The heart of the shaping procedure consists of selectively reinforcing some responses rather than others, so that the response improves, little by little, until it reaches a new goal. All behavior is variable; when you skip an expected reinforcer, the next behavior is likely to be somewhat different. Thus the skipped reinforcer enables you to select stronger or better responses.

Learning to tolerate an intermittent schedule makes the behavior - and other subsequent behaviors - more resistant to extinction.

When introducing a new criterion or aspect of the behavior skill, temporarily relax the old ones.

What is once learned is not forgotten, but under the pressure of assimilating new skill levels, old well-learned behavior sometimes falls apart temporarily. Getting used to new requirements temporarily interfered with previously learned behavior.

Stay ahead of your subject.

Don’t change trainers in midstream.

If one shaping procedure is not eliciting progress, try another.

It’s important to understand the principles and not just learn recipes. Everyone has a “method.” The principles govern what truly works.

Don’t interrupt a training session gratuitously; that constitutes a punishment.

If a learned behavior deteriorates, review the shaping.

Quit while you’re ahead.

The Clever Hans phenomena has now become the name for any circumstance in which apparently amazing behavior, ranging from animal intelligence to psychic phenomena, is actually unconsciously cued by some often-minute or faded behavior of the experimenter that has become a discriminative stimulus for the subject’s behavior.

There are two training problems in this game: The first is that the distance the dog does after the Frisbee must be shaped. The second is that the game is a behavior chain: First the dog chases the Frisbee, then the dig catches the Frisbee, then the dog brings the Frisbee back for another throw.
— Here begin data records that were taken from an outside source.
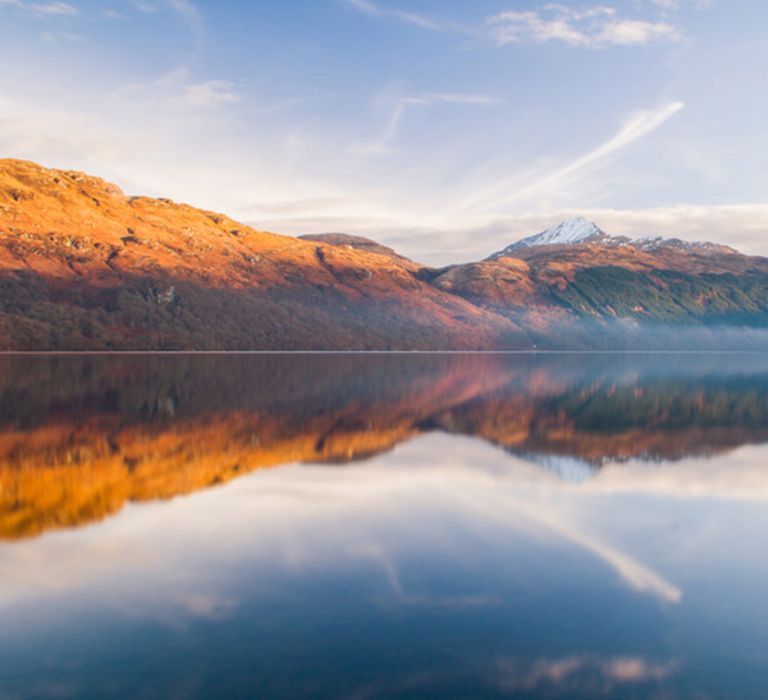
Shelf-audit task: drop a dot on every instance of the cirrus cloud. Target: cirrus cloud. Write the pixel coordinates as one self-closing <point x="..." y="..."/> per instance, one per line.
<point x="592" y="27"/>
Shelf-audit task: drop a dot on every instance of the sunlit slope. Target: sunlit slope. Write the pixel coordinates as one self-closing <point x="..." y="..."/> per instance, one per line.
<point x="83" y="266"/>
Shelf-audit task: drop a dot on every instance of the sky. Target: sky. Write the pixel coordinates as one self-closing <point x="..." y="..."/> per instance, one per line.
<point x="446" y="128"/>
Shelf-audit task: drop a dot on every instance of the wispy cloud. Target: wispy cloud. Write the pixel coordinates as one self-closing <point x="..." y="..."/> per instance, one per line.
<point x="578" y="673"/>
<point x="211" y="93"/>
<point x="42" y="9"/>
<point x="636" y="127"/>
<point x="383" y="143"/>
<point x="375" y="10"/>
<point x="594" y="27"/>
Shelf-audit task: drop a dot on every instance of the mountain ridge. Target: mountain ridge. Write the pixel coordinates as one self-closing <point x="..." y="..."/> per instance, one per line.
<point x="84" y="266"/>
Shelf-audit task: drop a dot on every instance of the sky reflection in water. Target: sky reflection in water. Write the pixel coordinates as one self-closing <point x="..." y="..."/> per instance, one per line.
<point x="468" y="526"/>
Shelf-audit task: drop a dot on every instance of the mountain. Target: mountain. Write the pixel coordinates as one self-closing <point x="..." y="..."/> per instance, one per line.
<point x="582" y="272"/>
<point x="350" y="242"/>
<point x="85" y="267"/>
<point x="571" y="231"/>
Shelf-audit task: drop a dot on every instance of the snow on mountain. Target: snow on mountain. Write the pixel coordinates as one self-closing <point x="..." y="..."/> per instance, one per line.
<point x="580" y="231"/>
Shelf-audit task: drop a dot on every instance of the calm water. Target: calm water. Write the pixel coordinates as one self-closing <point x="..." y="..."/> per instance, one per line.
<point x="470" y="526"/>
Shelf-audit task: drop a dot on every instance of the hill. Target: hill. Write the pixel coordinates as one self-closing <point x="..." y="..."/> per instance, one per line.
<point x="84" y="266"/>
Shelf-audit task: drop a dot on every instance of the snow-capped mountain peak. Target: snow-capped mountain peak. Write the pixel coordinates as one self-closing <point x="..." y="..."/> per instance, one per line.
<point x="580" y="231"/>
<point x="570" y="231"/>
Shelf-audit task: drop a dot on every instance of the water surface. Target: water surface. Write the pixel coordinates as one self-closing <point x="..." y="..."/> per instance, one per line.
<point x="378" y="526"/>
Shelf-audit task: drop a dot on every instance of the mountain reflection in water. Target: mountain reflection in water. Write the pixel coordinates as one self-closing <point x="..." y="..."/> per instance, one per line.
<point x="384" y="526"/>
<point x="82" y="436"/>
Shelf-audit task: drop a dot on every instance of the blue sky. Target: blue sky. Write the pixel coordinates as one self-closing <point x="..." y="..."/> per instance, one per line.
<point x="445" y="127"/>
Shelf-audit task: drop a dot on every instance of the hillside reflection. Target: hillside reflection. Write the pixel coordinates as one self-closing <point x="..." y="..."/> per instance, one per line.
<point x="82" y="436"/>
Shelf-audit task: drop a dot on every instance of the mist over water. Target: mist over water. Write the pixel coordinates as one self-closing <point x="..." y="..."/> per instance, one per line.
<point x="376" y="526"/>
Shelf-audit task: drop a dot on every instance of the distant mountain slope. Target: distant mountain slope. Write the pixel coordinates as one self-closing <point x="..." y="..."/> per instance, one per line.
<point x="85" y="267"/>
<point x="578" y="268"/>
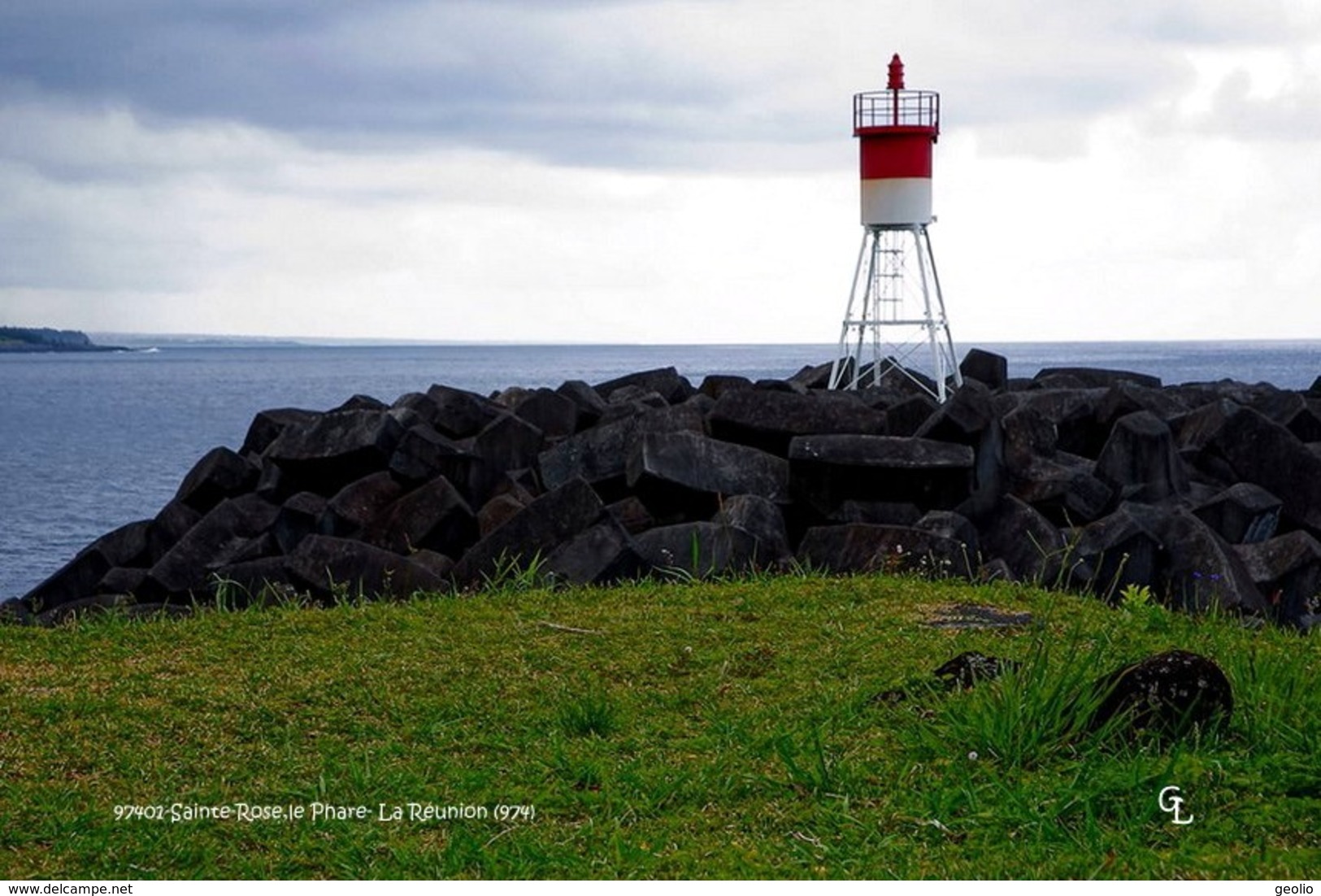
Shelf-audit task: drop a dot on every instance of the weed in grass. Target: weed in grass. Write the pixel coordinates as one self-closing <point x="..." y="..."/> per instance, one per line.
<point x="1033" y="711"/>
<point x="515" y="574"/>
<point x="809" y="765"/>
<point x="588" y="714"/>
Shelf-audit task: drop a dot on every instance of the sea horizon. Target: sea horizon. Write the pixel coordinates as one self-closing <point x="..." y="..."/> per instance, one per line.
<point x="95" y="441"/>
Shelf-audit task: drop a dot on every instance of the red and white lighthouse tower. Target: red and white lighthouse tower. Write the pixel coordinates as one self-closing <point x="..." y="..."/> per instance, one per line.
<point x="896" y="307"/>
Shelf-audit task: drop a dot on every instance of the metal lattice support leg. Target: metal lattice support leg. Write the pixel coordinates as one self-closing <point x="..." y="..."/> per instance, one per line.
<point x="883" y="296"/>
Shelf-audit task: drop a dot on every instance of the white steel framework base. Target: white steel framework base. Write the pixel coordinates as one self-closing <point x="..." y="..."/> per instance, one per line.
<point x="900" y="312"/>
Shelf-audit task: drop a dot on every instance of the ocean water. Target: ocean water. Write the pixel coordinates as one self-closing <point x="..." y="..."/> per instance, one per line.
<point x="90" y="441"/>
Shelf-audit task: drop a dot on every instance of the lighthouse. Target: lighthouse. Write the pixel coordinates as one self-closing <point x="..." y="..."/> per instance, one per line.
<point x="894" y="319"/>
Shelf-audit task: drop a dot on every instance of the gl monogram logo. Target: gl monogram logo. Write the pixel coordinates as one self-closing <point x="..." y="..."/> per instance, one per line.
<point x="1172" y="802"/>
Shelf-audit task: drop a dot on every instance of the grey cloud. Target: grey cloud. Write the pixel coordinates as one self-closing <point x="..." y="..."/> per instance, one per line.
<point x="505" y="76"/>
So each behavior must be trained separately, and the last behavior in the chain, retrieving must be trained first.

You can teach retrieving over very short distances - indoors, even - with something easy to hold: an old sock, maybe. Hunting dogs almost do it spontaneously. Other breeds, such as bulldogs and boxers, may have to be carefully shaped to drop or give back the item, since they tend to prefer playing tug-of-war.

When the dog will carry things to you on cue and give them p, you shape catching the Frisbee. First you get the god all excited about the Frisbee, waving it around his face. You let him take it and have him give it back a few times, praising him madly for returning it, of course. Then you hold it in the air, let him have it when he leaps for it, and make him give it back. Then you toss it momentarily into the air and make a big fuss when he catches it. When he has the idea, you can start shaping the first behavior of the chain, the chase, by tossing the Frisbee up and out from you a few feet so the dog has to move off after it, to catch it. And now you are on your way to having a great Frisbee dog.

Humans learn to use punishment primarily to gain for ourselves the reward of being dominant.